First off, I really want to thank Jennifer, Kelly, and Eric, who proved themselves to be really good sharers. If you haven't yet, feel free to respond with your own "Better know a VRCC'er". I reall y like it when we get to know each other better.
To encourage that spirit of sharing, let me open up about something. Jennifer and I are so not prepared to be parents! We were given the opportunity to babysit little Kaleb Wages who, if you are not familiar with him, may be the best baby I've ever come into contact with. I've rarely seen him cry, and he seems incredibly comfortable with strangers. So, Jennifer and I assumed we were getting an easy assignment when Rachel mentioned that they needed a babysitter. "Easy" might be an over statement. Now, don't get me wrong. Kaleb was still the perfect baby, crying only when he was hungry, which is the most natural of reactions and one I employ quite frequently myself when I don't get lunch as quickly as I like. Still, I was unprepared for the physical and mental concentration that it takes to care for another life, and needless to say I have a new found respect for each of you who devote yourself to a child (Good Luck, Swan!). Long story short, Jennifer and I love all of your kids, but we are not ready to have any that we can't give back at the end of the day.

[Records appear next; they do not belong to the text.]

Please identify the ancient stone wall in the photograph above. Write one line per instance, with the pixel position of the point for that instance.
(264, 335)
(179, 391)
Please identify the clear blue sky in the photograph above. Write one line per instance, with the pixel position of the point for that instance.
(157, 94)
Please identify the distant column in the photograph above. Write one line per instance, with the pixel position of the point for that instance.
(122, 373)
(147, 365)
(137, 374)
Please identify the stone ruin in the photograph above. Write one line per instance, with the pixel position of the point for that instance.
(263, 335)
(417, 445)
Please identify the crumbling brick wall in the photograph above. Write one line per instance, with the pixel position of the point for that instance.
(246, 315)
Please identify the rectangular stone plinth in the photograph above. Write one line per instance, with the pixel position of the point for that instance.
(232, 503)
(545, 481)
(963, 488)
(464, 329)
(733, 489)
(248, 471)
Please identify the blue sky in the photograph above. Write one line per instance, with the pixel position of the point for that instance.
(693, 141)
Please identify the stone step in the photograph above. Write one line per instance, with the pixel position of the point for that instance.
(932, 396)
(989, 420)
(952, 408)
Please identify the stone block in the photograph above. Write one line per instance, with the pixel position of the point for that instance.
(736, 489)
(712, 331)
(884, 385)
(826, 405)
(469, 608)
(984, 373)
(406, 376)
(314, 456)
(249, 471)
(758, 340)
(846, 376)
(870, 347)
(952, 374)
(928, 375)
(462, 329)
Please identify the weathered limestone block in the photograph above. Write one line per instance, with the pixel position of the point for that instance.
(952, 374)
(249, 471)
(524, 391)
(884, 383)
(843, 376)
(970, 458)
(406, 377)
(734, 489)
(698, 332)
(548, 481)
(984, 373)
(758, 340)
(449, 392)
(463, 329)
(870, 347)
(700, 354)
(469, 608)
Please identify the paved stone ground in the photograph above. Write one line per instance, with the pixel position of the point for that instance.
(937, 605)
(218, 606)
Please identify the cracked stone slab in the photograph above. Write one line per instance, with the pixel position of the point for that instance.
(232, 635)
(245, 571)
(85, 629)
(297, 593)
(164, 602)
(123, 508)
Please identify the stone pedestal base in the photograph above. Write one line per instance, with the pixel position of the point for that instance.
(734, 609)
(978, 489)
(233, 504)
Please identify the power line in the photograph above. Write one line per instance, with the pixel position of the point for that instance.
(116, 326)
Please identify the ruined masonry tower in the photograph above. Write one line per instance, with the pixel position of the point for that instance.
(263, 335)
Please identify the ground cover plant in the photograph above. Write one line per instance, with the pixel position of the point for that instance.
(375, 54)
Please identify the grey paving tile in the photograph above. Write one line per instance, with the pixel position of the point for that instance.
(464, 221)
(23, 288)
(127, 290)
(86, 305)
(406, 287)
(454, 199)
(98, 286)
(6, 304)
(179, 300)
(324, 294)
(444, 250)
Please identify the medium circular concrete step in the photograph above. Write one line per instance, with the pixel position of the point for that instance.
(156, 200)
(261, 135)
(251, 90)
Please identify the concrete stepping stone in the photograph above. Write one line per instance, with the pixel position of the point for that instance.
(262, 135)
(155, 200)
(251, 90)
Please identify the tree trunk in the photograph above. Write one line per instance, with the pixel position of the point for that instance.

The picture to the left is from our NC Spring Break vacation, which I find myself reflecting on more and more as the TAKS test approaches (five more days to get my kids ready). As I have mentioned on my personal blog, flying a kite was one of the most restful things that we did while in Kitty Hawk, but it got me to thinking about the analogy of a kite. In order to make a kite fly, you have to hold the string very tight, for without that tension, the wind will not catch the kite and it will fall to the ground like a rock. However, the art of kite flying is also in knowing when to let go of the tension and allow the kite to soar. There is a balance. If I do not use enough tension, the kite will not fly. If I keep constant tension, the kite will never be free to ascend. I think this is like life. Without some sort of tension pulling at me (pressures of work, obligations of church, bills, "honey-do's" from Jennifer), I always crash by becoming directionless, staying in bed or wasting away in front of TV. If there is too much tension, however, I am only hovering and not soaring. I lose creativity and purpose, only surviving to the next chore and not recognizing the beauty of life. The art is in balancing the two, I guess. Right now, I could use a little less of the tension and a little more of the soaring. How about you?